PySpark: Many features to Labeled Point RDD

10,789

Solution 1

As the error you get states you can not access an RDD by indices. You need a second map statement to transform your sequences into LabeledPoints

rows = [u'2596,51,3,258,0,510,221,232,148,6279,1,0,0,0,0,0,0,0,0,0,0,0,0,0,0,0,0,0,0,0,0,0,0,0,0,0,0,0,0,0,0,0,1,0,0,0,0,0,0,0,0,0,0,0,5', u'2596,51,3,258,0,510,221,232,148,6279,1,0,0,0,0,0,0,0,0,0,0,0,0,0,0,0,0,0,0,0,0,0,0,0,0,0,0,0,0,0,0,0,1,0,0,0,0,0,0,0,0,0,0,0,5']
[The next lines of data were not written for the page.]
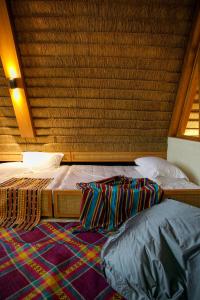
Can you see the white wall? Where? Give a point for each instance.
(186, 155)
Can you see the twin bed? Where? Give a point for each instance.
(61, 198)
(140, 261)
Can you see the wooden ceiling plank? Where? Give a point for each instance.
(11, 65)
(187, 69)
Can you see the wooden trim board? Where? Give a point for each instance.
(90, 156)
(12, 70)
(187, 69)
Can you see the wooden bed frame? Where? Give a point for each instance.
(46, 203)
(66, 203)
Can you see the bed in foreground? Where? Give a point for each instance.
(156, 254)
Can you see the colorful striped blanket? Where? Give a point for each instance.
(53, 261)
(20, 202)
(109, 202)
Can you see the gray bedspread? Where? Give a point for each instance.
(156, 254)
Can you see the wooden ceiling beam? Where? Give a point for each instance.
(187, 70)
(191, 92)
(12, 70)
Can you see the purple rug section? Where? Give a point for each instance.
(53, 261)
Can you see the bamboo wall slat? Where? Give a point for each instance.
(100, 75)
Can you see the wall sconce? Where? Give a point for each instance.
(13, 83)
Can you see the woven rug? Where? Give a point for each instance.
(53, 261)
(20, 202)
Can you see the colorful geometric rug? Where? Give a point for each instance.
(53, 261)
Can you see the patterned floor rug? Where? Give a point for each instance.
(53, 261)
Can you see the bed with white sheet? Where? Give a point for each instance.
(172, 180)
rows_rdd = sc.parallelize(rows) # create RDD with given rows

labeled_points_rdd = rows_rdd\
                     .map(lambda row: row.split(','))\                  # split rows into sequences
                     .map(lambda seq: LabeledPoint(seq[-1],seq[:-2]))   # create Labeled Points from these sequences with last Item as label

print labeled_points_rdd.take(2)
# prints [LabeledPoint(5.0, [2596.0,51.0,3.0,258.0,0.0,510.0,221.0,...]),
#         LabeledPoint(5.0,[2596.0,51.0,3.0,258.0,0.0,510.0,221.0,...])
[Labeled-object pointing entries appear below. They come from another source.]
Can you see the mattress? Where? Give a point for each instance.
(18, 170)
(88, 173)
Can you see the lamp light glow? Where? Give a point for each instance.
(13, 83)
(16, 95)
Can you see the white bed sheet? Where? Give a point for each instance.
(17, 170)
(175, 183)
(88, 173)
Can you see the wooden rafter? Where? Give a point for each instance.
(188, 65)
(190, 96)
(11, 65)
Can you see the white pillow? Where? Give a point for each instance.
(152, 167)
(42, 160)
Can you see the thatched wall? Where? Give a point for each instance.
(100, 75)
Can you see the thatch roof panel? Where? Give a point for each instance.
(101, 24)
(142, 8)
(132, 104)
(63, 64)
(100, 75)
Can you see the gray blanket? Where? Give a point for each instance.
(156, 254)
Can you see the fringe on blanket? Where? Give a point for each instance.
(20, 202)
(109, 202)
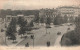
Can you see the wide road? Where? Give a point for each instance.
(41, 37)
Note that the negative indices in python let you access sequences backwards.

With .take(n) you then an get the first n elements from your RDD.

Hope this helps.

Solution 2

You cannot use indexing, instead you have to use the methods available in the Spark API. So:

data = [ LabeledPoint(myDataRDD.take(RDD.count()), #Last element
                      myDataRDD.top(RDD.count()-1)) #All but last ]
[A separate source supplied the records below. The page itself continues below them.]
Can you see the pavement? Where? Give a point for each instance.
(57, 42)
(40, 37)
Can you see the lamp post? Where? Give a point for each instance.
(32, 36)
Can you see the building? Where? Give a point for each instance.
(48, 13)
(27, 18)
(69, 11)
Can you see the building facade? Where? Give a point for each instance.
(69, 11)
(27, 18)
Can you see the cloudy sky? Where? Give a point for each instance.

(Untested, nevertheless, this is the general idea)

Share:
10,789
adlopez15
Author by

adlopez15

Senior technical consultant and amateur developer in the San Francisco Bay area. I like to spend my free time working on little side projects for professional development and personal amusement.

Updated on July 03, 2022

Comments

  • adlopez15
    adlopez15 almost 2 years

    New to Spark, and all examples I have read deal with small sets of data such as:

    RDD = sc.parallelize([
    LabeledPoint(1, [1.0, 2.0, 3.0]),
    LabeledPoint(2, [3.0, 4.0, 5.0]),
    

    However, I have a large dataset with 50+ features.

    Example of a row

    u'2596,51,3,258,0,510,221,232,148,6279,1,0,0,0,0,0,0,0,0,0,0,0,0,0,0,0,0,0,0,0,0,0,0,0,0,0,0,0,0,0,0,0,1,0,0,0,0,0,0,0,0,0,0,0,5'
    

    I want to quick create a Labeledpoint RDD in PySpark. I attempt to index the last position as my first data point in the Labeledpoint RDD, and then index the first n-1 positions as a dense vector. However I get the following error. Any guidance is appreciated! Note: if I change [] to () when creating the labeled point, I get the error "Invalid Syntax".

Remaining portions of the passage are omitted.